W obszernym uzasadnieniu skargi podał, że nie zauważył, aby jego kolega kierujący pojazdem spożywał alkohol, ponieważ mówił w sposób wyraźny i zrozumiały oraz nie miał problemów z poruszaniem się. Powyższy fakt mógł wynikać z tego, że skarżący sam był również pod wpływem alkoholu. Nie mógł zatem w pełni i dokładnie ocenić stanu trzeźwości kierującego samochodem. Nie spożywali razem alkoholu, co powoduje, że nie miał przesłanek do tego, by sądzić, że jego kolega jest pod wpływem alkoholu. Ponadto stwierdził, że nie można od niego wymagać, aby za każdym razem wsiadając do samochodu jako pasażer sprawdzał, czy kierowca jest trzeźwy, nawet jeśli nie ma przesłanek, by podejrzewać, że tak nie jest.

Zdaniem pełnomocnika skarżącego, okoliczność, iż skarżący jest policjantem nie oznacza, że zawsze musi być on w pełni gotowy do pełnienia tej roli. Wymaganie od niego zachowania tak szczególnej ostrożności jak podczas pełnienia służby spowodowałoby, że nie mógłby on być całkowicie osobą prywatną.

Odnosząc się do argumentacji organu odwoławczego w sprawie reakcji na konieczność zatrzymania się pojazdu do kontroli pełnomocnik wskazał, że skarżący nie był kierowcą. Ponadto kierowca, żeby zatrzymać się do kontroli najpierw musiał zauważyć, iż to rzeczywiście do niego są kierowane odpowiednie znaki dźwiękowe i świetlne, następnie nie mógł po prostu zahamować i zatrzymać się na środku drogi, gdyż takim zachowaniem stworzyłby zagrożenie dla uczestników ruchu drogowego.

Pełnomocnik skarżącego zakwestionował również twierdzenie Komendanta Głównego Policji, że poruszanie się pojazdem wraz z nietrzeźwym kierującym policjantem jest zachowaniem nagannym w odbiorze społecznym i nie licuje z honorem, godnością i dobrym imieniem służby, ponieważ takie uznanie wymagałoby niejako od policjanta posiadania pewnego rodzaju wszechwiedzy i wręcz czytania w myślach innych osób.

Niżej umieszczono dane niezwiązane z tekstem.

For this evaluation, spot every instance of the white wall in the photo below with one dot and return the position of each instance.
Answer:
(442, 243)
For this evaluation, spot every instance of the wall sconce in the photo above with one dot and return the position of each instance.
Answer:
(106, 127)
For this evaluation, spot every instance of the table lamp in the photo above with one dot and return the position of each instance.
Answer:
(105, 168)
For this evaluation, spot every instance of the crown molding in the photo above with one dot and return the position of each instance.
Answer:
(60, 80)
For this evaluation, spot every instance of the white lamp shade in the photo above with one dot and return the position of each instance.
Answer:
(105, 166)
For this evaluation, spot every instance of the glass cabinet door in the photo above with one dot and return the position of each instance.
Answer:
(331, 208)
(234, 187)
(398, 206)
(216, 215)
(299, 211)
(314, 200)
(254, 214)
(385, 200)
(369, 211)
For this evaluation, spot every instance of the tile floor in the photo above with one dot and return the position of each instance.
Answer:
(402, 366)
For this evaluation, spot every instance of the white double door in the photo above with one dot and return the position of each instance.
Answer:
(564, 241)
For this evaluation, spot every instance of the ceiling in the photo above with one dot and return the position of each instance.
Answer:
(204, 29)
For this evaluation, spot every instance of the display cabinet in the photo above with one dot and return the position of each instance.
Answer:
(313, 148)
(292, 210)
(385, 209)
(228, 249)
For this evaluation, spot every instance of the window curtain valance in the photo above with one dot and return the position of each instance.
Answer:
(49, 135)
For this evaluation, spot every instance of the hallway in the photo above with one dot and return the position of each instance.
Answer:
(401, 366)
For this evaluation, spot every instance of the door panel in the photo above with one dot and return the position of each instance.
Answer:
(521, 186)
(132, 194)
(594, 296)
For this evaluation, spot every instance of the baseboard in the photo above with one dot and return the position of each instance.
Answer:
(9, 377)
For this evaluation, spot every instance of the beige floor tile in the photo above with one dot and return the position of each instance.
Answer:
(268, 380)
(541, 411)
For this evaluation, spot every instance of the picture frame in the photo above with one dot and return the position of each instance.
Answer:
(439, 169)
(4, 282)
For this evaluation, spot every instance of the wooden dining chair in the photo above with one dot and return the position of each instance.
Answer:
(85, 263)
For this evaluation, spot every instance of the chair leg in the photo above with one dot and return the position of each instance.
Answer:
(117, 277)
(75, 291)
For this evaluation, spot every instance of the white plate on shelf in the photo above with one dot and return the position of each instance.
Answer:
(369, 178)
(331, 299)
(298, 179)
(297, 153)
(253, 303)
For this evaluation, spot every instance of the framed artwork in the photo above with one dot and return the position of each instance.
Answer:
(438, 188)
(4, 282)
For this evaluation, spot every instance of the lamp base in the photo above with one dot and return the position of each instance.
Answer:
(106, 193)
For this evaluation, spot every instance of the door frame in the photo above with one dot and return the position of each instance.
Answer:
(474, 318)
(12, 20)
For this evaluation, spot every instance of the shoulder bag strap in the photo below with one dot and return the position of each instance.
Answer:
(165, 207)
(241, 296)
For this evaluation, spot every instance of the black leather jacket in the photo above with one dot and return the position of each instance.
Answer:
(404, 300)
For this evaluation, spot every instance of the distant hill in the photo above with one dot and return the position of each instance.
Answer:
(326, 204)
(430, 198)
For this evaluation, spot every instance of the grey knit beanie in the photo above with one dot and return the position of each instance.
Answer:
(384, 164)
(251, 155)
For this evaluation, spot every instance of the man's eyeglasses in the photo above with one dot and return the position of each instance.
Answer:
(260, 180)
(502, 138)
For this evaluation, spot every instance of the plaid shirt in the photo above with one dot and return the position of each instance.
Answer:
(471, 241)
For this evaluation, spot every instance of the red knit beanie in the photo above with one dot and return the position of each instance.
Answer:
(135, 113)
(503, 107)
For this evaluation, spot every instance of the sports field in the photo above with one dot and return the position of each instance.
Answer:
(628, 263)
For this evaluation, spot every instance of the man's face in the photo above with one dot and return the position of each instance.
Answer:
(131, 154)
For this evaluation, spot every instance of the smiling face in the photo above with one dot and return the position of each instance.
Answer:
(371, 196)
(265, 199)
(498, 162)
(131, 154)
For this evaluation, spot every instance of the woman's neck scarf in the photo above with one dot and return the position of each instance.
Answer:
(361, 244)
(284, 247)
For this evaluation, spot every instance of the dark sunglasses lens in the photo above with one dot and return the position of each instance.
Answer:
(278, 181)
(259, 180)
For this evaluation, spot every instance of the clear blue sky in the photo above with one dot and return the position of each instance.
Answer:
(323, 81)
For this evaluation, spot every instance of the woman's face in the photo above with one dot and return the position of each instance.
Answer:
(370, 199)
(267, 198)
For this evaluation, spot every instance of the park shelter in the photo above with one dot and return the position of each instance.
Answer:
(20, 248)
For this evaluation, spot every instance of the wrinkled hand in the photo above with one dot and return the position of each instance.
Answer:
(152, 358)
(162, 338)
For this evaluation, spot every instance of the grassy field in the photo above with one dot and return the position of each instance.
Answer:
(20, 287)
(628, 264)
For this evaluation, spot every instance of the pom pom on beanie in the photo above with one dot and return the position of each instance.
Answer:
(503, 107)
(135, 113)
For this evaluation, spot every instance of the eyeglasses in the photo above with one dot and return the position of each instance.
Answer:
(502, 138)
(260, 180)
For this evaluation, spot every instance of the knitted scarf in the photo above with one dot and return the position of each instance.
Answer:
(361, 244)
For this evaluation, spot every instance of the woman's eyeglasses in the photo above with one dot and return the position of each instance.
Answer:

Komendant Główny Policji w odpowiedzi na skargę wniósł o jej oddalenie. Stwierdził, że zarzuty skargi za niezasadne. Wskazał, iż stan upojenia alkoholowego kierowcy był tak duży, że nie sposób twierdzić, iż nawet osoba nietrzeźwa, z o połowę mniejszym stężeniem alkoholu we krwi, nie była w stanie zauważyć, że kierowca nie może prowadzić samochodu. Ponadto z materiału dowodowego wynika, że pojazd nie trzymał się pasów jezdni, gwałtownie hamował oraz wykonywał manewry bez wymaganej przepisami sygnalizacji światłami kierunkowymi, co oznacza, iż skarżący w czasie jazdy miał możliwość oceny sposobu prowadzenia tego pojazdu.

Wojewódzki Sąd Administracyjny w Warszawie uznał, że skarga nie zasługuje na uwzględnienie. W uzasadnieniu wyroku podał, że w niniejszej sprawie rozstrzygnięcie organu zostało podjęte na podstawie art. 41 ust. 2 pkt 5 ustawy o Policji. Istotą sprawy było zatem dokonanie przez organ Policji ustalenia, czy pozostawienie skarżącego w służbie narusza ważny interes służby i uzasadnia jego zwolnienie ze służby.

Zdaniem Sądu pierwszej instancji, w tej sprawie organy dokonały prawidłowej wykładni i właściwie zastosowały przepis art. 41 ust. 2 pkt 5, jak i art. 43 ust. 3 ustawy o Policji. W sposób wyczerpujący uzasadniły podjęte rozstrzygnięcia. Pozwoliło to na stwierdzenie, że ocena zgromadzonego w sprawie materiału dowodowego nie była dowolna. Wprawdzie organ nie wydał postanowienia o odmowie przeprowadzenia dowodów wnioskowanych przez stronę, to jednak zasadnie uznał, że zarówno stan nietrzeźwości skarżącego, jak również kierującego pojazdem, są bezsporne. Niewątpliwe są również okoliczności dotyczące toru jazdy samochodu, którego skarżący był pasażerem, jak też okoliczności zatrzymania samochodu. Treść oświadczeń policjantów z patrolu, który przeprowadzał interwencję w dniu 1 listopada 2016 r., nie była kwestionowana, a nie pozostawiają one żadnych wątpliwości, co do faktów. Organ odwoławczy w uzasadnieniu zaskarżonego rozkazu personalnego zasadnie przyjął, że nie zachodziła konieczność przeprowadzenia dowodów wnioskowanych przez skarżącego. Z tego względu Wojewódzki Sąd Administracyjny w Warszawie stwierdził, że zarzuty naruszenia art. 77 § 1 w zw. z art. 78 i art. 107 § 3 K.p.a. są nietrafne.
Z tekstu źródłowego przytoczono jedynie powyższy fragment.